The B-29s' return flight to China was largely uneventful. One of the Superfortresses was strafed and destroyed by Japanese aircraft after landing at Neihsiang with engine trouble, and a further two aircraft crashed with the loss of their entire crews and a correspondent from the magazine Newsweek. Overall, American losses in the raid were seven B-29s destroyed and a further six damaged by anti-aircraft guns; 57 airmen and one journalist were killed aboard these aircraft. Many of the B-29s were stranded in China for several days after the raid by fuel shortages there and only returned to India after Wolfe borrowed 15000 USgal of fuel from the 312th Fighter Wing's supplies. During this period, the bombers were highly vulnerable to Japanese retaliatory raids, but none came about.

==Aftermath==
Little damage was caused by the raid on Yawata. On 18 June, a USAAF Fourteenth Air Force aircraft overflew the city and photographed the target area. These photos showed that only a single bomb had landed within the Imperial Iron and Steel Works complex, and it had hit a powerhouse 3700 ft from the nearest coke oven. Light damage had also been inflicted on Kokura Arsenal and other industrial and civilian buildings in the area. Despite a USAAF policy of encouraging factual reporting of B-29 operations, the raid's results were overstated in the U.S. media. The light combat losses suffered by the raiders and electronic intelligence collected by the B-29s revealed the ineffectiveness of Japanese radar and air defenses. As a result, the USAAF dispatched a single photo-reconnaissance B-29 to overfly much of Japan and Korea on 21 June. This sortie was successful and greatly improved U.S. intelligence holdings on these areas.

The Yawata raid revealed serious shortcomings in Japan's air defenses. While the 19th Air Brigade initially claimed to have shot down eight B-29s and damaged a further four, it was soon determined that only two of the bombers had been destroyed. This loss ratio was considered too low to defeat attacks on the home islands. The raid demonstrated that Japan had too few airbases and not enough aircraft were available for night operations. It was also found that the Toryu fighter was not well suited to intercepting B-29s, as it was slower than the bombers, too lightly armed, and most aircraft lacked radar. While the air raid alert system had proved successful in this instance, the radars which detected the American aircraft had been unable to determine their altitude, and it was decided that there was a need to further expand radar coverage. The performance of the 131st Anti Aircraft Regiment during the raid was judged to be so poor that its commander was transferred to Manchuria. News reports of the Yawata raid and successful U.S. landing at Saipan on the same day also indicated to Japanese civilians that the war was not going well. In response to the raid, Japanese Government ministers urged families living in the country's four major cities to evacuate their children to rural areas.

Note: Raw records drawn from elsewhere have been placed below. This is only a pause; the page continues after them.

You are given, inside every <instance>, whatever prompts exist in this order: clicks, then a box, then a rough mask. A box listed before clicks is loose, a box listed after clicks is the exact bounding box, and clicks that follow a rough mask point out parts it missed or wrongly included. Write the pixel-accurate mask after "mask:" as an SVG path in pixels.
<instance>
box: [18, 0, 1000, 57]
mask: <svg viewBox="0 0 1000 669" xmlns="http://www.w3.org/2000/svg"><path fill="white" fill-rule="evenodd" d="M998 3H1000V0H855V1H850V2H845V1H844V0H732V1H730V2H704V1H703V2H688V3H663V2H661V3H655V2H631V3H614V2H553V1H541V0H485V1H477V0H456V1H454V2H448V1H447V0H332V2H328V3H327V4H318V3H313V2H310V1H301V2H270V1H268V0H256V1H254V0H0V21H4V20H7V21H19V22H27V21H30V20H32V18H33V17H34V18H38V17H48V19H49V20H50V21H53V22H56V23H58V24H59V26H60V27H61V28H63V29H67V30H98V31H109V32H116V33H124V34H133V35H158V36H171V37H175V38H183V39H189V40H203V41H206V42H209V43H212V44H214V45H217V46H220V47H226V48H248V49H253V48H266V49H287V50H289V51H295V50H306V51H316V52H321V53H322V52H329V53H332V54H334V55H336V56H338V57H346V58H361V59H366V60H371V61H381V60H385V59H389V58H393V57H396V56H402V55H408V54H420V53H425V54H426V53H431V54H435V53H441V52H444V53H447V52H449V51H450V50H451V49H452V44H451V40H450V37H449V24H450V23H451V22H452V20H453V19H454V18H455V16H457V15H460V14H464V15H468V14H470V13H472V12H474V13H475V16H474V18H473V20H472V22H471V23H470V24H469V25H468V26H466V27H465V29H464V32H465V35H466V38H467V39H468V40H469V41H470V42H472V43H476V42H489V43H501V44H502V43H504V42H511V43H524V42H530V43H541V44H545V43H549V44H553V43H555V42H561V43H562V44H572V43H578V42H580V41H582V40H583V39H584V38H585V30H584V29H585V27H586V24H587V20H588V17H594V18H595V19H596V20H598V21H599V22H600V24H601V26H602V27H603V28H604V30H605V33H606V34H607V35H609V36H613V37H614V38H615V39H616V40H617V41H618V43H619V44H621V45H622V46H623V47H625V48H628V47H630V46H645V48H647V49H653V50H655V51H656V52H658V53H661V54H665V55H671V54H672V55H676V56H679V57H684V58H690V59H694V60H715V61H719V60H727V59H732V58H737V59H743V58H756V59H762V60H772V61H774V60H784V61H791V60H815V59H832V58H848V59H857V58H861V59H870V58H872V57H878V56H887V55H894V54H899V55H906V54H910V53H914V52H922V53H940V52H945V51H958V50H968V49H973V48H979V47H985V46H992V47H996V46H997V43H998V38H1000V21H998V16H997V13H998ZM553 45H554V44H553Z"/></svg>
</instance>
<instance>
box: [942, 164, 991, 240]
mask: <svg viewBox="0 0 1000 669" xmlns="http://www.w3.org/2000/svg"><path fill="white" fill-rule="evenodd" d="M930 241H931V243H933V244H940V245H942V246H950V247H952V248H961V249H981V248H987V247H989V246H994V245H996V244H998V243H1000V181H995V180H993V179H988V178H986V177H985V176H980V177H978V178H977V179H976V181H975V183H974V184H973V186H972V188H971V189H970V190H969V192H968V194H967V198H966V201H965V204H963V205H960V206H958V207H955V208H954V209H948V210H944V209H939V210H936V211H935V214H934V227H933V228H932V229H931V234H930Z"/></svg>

The 15–16 June 1944 raid on Yawata marked the beginning of the USAAF's strategic bombing campaign against Japan. The city was struck again by B-29s during daylight and night raids on 20 August, but no serious damage was caused. XX Bomber Command conducted 49 raids from its bases in China and India between June 1944 and March 1945, of which nine were made on targets in the Japanese home islands, but Operation Matterhorn did not achieve its goals. Despite initial problems, XXI Bomber Command's operations from the Mariana Islands, which began on 28 October 1944, proved much more effective. As a result, XX Bomber Command was transferred to the Mariana Islands in early 1945. Yawata was targeted again by B-29s on 8 August 1945, two days after the atomic bombing of Hiroshima. On this day the city was attacked by 221 B-29s, escorted by three groups of P-47N Thunderbolt fighters, including the 318th Fighter Group based on Ie Shima off the coast of Okinawa. The bombers were armed with incendiary bombs, and the resulting firestorm destroyed 21 percent of Yawata's urban area.